A pressing issue, said Quintana, are individuals whose incomes are too high to qualify for ADAP but also not high enough to make medications affordable and not take too much of their discretionary income.
"These individuals pay too much out of pocket," said Quintana. "The expense to keep their HIV in check becomes unnecessarily prohibitive."
"Many [ARVs] are expensive."
Ultimately, it's a sad bit of irony that it may be good to be on the ADAP waiting list because it means the person qualifies for ADAP coverage. While on the list, they may qualify for a "patient assistance" program through a specific pharmaceutical company offering discounted or free medication.
For ADAP, unless new funding comes from Ryan White Care Act funds or from the state (both unlikely scenarios), an opening is created when a person is disqualified from ADAP coverage, such as in Marcus' case, or when a person dies.
Should the Affordable Care Act, pejoratively referred to as "Obamacare," be fully implemented, Thompson said that she believes the act will reduce the enrollment of Idaho's ADAP rolls by as much as 75 percent due to the expansion of Medicaid coverage to adults receiving incomes up to 133 percent of the poverty rate, an elimination of lifetime caps on coverage and removing private insurance exclusions for pre-existing conditions.
Thompson also stated it is difficult to determine what the impacts of any employer mandate to provide private health insurance would have on Idaho's ADAP enrollment. The ACA will ultimately be tested by the U.S. Supreme Court in March, when it considers the new law's constitutional muster.
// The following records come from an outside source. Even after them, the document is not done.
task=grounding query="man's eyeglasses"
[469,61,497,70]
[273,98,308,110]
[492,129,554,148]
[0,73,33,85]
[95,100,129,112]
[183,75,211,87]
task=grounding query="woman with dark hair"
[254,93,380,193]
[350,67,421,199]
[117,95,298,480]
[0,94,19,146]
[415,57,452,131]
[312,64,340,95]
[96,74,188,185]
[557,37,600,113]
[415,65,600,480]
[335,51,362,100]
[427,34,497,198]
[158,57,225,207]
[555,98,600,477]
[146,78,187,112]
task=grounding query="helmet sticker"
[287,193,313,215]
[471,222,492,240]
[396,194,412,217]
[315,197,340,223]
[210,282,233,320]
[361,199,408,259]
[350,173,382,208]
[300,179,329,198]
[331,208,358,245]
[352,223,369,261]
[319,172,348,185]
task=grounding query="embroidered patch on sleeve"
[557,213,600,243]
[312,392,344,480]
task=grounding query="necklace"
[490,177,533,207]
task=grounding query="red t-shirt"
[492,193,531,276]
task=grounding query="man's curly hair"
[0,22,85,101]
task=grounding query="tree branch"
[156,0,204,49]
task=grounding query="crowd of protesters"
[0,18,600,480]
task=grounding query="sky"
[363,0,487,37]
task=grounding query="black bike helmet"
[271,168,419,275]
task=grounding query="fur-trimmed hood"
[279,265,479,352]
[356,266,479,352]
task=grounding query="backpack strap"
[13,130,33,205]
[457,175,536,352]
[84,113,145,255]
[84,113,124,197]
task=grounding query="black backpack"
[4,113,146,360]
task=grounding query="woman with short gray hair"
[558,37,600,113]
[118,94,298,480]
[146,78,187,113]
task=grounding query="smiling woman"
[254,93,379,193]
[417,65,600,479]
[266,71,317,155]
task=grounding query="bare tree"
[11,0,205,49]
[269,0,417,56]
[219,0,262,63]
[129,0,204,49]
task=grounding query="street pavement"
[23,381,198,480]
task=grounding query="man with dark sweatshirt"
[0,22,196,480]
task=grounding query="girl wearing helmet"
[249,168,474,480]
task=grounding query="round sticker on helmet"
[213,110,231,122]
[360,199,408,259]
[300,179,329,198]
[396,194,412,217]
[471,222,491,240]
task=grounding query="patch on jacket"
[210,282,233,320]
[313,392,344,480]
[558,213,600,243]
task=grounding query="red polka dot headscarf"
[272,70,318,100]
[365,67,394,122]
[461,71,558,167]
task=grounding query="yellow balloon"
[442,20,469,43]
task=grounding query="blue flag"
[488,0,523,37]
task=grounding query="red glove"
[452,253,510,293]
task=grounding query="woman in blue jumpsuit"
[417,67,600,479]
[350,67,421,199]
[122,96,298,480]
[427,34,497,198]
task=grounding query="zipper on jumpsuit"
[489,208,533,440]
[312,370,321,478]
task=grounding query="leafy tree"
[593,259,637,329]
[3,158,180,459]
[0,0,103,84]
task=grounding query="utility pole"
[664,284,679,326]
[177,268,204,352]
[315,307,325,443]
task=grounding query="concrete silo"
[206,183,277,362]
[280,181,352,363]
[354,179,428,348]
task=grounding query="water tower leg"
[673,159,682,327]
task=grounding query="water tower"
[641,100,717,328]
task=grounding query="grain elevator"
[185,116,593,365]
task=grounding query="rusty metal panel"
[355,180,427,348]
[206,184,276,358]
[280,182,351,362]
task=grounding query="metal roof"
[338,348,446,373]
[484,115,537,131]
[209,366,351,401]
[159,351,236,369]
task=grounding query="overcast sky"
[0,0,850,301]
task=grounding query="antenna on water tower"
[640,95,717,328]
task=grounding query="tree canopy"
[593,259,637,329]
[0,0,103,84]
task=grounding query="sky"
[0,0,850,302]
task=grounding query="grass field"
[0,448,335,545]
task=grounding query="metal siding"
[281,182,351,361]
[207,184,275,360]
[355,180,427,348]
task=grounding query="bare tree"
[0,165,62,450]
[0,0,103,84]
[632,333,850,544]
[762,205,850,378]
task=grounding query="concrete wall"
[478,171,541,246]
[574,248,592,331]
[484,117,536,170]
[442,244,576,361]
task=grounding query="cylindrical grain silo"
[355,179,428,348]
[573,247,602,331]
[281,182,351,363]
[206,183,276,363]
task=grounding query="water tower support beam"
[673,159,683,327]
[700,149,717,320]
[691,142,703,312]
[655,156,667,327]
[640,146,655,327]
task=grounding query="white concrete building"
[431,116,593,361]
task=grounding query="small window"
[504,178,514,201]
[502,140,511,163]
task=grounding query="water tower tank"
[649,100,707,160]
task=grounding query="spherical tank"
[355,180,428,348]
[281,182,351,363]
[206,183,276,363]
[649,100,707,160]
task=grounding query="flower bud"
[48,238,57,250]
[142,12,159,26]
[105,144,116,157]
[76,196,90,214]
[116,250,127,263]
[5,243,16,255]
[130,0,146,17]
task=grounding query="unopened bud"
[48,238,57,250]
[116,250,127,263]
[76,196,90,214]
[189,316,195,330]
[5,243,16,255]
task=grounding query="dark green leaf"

Though he's working on his associate's degree in science, Marcus said he wants to eventually go into nursing.
"Perhaps even a double major in poli sci as well," he said with a sly grin.
Marcus said he would consider himself lucky just to be wait-listed for ADAP.
"Even if I had to wait to receive my medicine, I'd rather do that than just wait for my economic situation to improve so I can pay for it. You don't stay on the list forever."
Disclosure: The reporter on this story is a former board member of A.L.P.H.A.